The Function of Lipids & Phospholipids

Read Lipids definition, Lipid classification, Lipids functions, Phospholipids definition, Phospholipids classification, and Phospholipids functions

Lipids Definition

Lipids are organic substances relatively insoluble in water, soluble in organic solvents (alcohol, ether), actually or potentially associated with fatty acids, and are utilized by the body.

Lipids Classification

Lipids are classified into simple (fats and oils), complex (phospholipids, glycolipids), derived (fatty acids, steroid hormones), and miscellaneous (carotenoids).

Lipids Functions

Following are the function of lipids

  1. They’re the concentrated fuel reserve of the body (triacylglycerols).
  2. Lipids are the constituents of membrane structure and regulate membrane permeability (phospholipids and cholesterol).
  3. They function as a source of fat-soluble vitamins (A, D, E, and K).
  4. Lipids are important as cellular metabolic regulators (steroid hormones and prostaglandins).
  5. Lipids protect the interior organs, function as insulating materials, and provide shape and smooth appearance to the body.

Lipids MCQs with answers

Phospholipids Definition

These are complex or compound lipids containing phosphoric acid, in addition to fatty acids, nitrogenous bases, and alcohol.

Phospholipids Classification

Glycerophospholipids (or phosphoglycerides) contain glycerol as alcohol.
Sphingophospholipids (or sphingomyelins) contain sphingosine as alcohol.

Phospholipids Functions

Following are the function of Phospholipids

  1. In association with proteins, phospholipids form the structural components of membranes and regulate membrane permeability.
  2. Phospholipids (lecithin, cephalin, and cardiolipin) within the mitochondria maintain the conformation of electron transport chain components, and thus cellular respiration.
  3. Phospholipids participate in the absorption of fat from the intestine.
  4. Phospholipids are essential for the synthesis of various lipoproteins and thus participate in the transport of lipids.
  5. Accumulation of fat in the liver (fatty liver) is often prevented by phospholipids, hence they’re considered lipotropic factors.
  6. Arachidonic acid, an unsaturated carboxylic acid liberated from phospholipids, serves as a precursor for the synthesis of eicosanoids (prostaglandins, prostacyclins, thromboxanes, etc.).
  7. Phospholipids participate within the reverse cholesterol transport and thus help in the removal of cholesterol from the body.
  8. Phospholipids act as surfactants (agents lowering surface tension).
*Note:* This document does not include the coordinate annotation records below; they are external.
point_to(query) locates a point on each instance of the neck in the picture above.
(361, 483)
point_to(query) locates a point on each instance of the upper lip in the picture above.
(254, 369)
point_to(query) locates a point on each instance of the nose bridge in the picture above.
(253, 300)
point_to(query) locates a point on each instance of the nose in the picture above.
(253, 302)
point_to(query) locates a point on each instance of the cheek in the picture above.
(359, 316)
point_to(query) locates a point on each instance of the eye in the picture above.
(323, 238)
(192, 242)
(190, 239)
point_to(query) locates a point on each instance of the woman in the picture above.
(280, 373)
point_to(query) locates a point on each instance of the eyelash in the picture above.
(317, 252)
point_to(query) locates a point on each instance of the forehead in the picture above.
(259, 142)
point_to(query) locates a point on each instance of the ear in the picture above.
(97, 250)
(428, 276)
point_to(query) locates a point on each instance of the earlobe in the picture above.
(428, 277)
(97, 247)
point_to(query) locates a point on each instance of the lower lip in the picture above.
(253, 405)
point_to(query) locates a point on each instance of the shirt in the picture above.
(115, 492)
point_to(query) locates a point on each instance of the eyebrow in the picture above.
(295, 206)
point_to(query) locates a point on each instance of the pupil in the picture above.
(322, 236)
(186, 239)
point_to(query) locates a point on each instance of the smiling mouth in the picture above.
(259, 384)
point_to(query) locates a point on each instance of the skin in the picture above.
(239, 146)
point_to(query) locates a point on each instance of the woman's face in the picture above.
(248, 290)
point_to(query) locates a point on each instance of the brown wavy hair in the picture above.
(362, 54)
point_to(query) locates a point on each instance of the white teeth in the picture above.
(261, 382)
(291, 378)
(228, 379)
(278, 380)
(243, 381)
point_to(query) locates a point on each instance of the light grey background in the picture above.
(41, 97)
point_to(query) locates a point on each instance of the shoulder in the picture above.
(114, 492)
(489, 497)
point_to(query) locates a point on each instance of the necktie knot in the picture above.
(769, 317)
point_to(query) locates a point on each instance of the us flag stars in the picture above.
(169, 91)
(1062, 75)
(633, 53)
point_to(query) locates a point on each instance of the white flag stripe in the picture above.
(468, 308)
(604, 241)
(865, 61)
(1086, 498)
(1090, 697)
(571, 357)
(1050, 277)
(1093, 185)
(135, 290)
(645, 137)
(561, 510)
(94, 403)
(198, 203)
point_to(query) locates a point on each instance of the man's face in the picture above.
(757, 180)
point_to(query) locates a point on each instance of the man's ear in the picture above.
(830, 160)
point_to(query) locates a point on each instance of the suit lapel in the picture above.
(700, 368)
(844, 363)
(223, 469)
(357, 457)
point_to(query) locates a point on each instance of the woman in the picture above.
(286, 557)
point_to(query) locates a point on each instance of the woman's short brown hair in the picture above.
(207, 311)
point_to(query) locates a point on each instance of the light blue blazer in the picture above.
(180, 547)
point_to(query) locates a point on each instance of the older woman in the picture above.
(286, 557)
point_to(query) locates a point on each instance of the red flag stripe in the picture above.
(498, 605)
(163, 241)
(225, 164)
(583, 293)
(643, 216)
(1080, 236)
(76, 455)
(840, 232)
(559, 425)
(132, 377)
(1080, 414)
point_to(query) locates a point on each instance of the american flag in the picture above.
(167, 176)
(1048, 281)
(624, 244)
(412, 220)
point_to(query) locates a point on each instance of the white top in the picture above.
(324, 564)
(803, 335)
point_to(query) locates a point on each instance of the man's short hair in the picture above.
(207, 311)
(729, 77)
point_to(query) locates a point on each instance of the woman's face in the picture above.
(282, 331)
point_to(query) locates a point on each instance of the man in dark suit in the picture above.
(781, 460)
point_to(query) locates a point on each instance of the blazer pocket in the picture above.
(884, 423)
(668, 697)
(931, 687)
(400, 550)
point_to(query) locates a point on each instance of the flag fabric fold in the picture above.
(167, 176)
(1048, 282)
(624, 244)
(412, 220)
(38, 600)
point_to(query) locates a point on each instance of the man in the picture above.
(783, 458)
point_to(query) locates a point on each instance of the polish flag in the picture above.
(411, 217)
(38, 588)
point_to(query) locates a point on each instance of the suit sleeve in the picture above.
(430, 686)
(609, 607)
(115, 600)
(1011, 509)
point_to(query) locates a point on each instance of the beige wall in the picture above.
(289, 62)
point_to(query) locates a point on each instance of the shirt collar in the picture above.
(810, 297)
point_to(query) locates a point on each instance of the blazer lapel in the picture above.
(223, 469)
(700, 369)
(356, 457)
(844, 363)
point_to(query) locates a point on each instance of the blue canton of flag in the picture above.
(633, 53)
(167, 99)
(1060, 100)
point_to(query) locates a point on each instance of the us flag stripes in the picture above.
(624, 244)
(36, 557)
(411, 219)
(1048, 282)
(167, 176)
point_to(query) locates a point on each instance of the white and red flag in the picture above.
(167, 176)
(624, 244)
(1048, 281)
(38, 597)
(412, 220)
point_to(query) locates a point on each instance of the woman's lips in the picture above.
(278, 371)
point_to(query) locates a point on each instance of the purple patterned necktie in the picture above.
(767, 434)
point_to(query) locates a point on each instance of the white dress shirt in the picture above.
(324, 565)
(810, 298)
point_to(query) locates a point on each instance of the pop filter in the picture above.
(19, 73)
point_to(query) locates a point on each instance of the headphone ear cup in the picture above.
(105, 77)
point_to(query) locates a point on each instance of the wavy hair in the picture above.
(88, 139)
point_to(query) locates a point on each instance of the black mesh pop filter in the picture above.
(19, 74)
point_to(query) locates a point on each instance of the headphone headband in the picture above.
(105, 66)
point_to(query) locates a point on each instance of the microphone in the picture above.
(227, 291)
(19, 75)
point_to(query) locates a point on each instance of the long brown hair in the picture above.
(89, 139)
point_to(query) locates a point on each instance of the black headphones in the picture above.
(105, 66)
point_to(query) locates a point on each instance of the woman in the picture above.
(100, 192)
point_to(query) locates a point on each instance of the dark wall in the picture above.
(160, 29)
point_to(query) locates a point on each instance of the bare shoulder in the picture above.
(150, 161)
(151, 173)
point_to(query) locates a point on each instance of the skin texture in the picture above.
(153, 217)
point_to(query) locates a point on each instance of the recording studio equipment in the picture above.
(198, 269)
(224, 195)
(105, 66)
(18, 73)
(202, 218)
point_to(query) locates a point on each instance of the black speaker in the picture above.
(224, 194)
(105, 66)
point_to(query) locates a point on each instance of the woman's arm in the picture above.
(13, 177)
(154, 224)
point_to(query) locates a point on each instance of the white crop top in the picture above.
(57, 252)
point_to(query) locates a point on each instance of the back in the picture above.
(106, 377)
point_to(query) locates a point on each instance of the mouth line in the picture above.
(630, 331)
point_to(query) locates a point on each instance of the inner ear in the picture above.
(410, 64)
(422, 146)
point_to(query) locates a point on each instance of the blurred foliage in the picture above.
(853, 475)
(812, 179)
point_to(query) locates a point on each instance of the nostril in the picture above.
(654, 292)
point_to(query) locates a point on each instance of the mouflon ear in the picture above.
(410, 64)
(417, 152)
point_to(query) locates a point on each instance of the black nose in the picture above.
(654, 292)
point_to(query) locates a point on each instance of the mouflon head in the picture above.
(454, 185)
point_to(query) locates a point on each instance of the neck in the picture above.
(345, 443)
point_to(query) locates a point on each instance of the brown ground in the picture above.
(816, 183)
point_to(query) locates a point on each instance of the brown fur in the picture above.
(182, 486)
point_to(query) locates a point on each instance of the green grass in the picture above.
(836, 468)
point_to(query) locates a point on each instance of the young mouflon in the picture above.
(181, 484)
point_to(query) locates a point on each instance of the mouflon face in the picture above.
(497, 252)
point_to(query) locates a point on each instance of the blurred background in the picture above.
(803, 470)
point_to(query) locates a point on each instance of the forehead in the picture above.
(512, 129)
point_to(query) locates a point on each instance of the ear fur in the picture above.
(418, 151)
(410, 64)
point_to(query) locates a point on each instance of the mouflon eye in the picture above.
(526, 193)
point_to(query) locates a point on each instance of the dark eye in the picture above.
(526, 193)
For instance, dipalmitoylphosphatidylcholine is a crucial lung surfactant. Respiratory distress syndrome in infants is related to insufficient production of this surfactant.
  9. Cephalins, a crucial group of phospholipids participate in blood coagulation.
  10. Phosphatidylinositol is that the source of second messengers—inositol triphosphate and diacylglycerol, that are involved in the action of some hormones.